Commercial regional cinema, including Assamese, blindly apes Bollywood. Do you feel any regional cinema is bucking that trend and coming up with promising films?
Cinema is cinema. By boxing them into slots like mainstream or regional we are making audiences look at them differently. It becomes a block say for a Malayalam movie to be shown in Gujarat. Why can’t we simply think of it as Indian cinema, irrespective of language or region?
I feel Bengali cinema has always done amazing work and followed by Malayalam. Despite budget and infrastructure constraints very powerful Manipuri films have been made.
Lately Marathi film-makers too have been doing great out-of-the-box work.
You’ve had master auteur Satyajit Ray praising your work. Can you recount the interaction?
I was at a film festival in 1988, where Chidanand Dasgupta introduced me to Ray. He spoke glowingly of Halodiya Choraye Baodhan Khaye. “I’m amazed at your work though this is only your 3rd film. I've lots of hope from you,” he had said. I hope I've done him proud.

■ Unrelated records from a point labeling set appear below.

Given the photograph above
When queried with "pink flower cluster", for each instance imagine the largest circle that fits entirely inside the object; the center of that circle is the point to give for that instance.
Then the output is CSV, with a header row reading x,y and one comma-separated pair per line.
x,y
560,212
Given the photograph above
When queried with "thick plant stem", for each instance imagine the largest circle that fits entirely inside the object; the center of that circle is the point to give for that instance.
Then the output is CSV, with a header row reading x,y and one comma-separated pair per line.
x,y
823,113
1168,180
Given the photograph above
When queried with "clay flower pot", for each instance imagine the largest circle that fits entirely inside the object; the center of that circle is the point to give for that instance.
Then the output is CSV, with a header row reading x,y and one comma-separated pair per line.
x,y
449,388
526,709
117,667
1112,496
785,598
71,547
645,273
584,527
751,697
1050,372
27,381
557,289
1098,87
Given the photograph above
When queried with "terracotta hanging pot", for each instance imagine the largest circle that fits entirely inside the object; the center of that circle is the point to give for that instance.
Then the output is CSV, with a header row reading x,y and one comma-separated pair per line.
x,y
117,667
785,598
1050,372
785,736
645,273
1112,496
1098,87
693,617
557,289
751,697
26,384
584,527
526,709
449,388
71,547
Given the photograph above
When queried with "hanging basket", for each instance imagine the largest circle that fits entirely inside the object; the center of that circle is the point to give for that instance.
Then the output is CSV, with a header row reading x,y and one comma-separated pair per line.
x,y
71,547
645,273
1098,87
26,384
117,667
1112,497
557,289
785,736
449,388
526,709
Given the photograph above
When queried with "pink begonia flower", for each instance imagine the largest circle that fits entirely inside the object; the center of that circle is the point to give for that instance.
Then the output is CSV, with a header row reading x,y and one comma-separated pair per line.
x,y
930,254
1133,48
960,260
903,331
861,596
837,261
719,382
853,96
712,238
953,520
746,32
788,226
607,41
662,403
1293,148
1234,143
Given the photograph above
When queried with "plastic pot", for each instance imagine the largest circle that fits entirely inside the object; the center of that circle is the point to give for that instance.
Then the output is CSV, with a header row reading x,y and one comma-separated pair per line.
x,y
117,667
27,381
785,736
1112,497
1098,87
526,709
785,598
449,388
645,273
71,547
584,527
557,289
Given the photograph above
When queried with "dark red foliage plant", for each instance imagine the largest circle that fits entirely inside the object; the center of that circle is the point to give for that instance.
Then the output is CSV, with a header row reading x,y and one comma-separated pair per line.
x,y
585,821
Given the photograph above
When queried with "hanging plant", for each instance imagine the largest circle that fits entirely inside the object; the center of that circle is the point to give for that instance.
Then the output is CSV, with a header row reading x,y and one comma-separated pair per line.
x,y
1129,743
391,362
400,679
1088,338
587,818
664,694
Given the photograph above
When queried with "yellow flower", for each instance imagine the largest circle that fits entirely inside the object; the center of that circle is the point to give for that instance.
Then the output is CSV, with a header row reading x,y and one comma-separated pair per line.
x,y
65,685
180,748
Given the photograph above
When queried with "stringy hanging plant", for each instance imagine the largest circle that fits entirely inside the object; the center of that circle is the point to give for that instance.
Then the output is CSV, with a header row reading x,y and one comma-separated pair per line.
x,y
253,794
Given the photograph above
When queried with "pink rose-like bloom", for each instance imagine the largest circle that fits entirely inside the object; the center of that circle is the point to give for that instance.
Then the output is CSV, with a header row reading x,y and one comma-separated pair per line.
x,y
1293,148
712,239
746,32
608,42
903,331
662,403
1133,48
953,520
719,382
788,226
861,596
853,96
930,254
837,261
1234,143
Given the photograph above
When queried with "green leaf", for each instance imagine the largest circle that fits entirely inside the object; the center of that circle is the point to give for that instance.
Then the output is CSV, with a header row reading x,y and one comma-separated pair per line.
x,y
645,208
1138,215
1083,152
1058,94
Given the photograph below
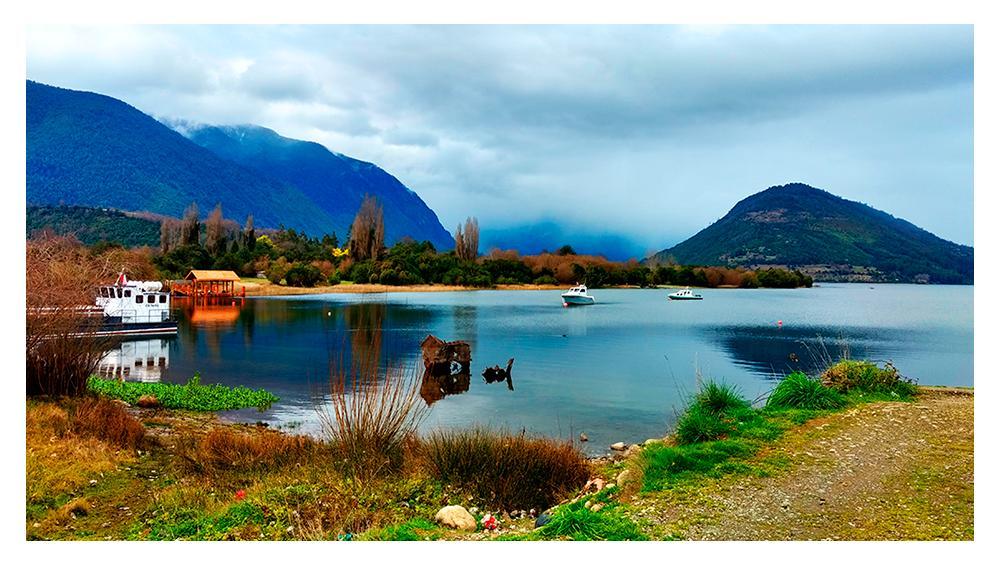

Who among the current lot of the new wave independent film makers in Bollywood do you think are the ones to watch out for?
I see a lot of appetite for exploring diverse subjects, a willingness to take risks and a fine understanding of the grammar of the medium among the younger lot. Taking names seems inappropriate but the work of Onir, Sujoy Ghosh and Anurag Kashyap comes to mind.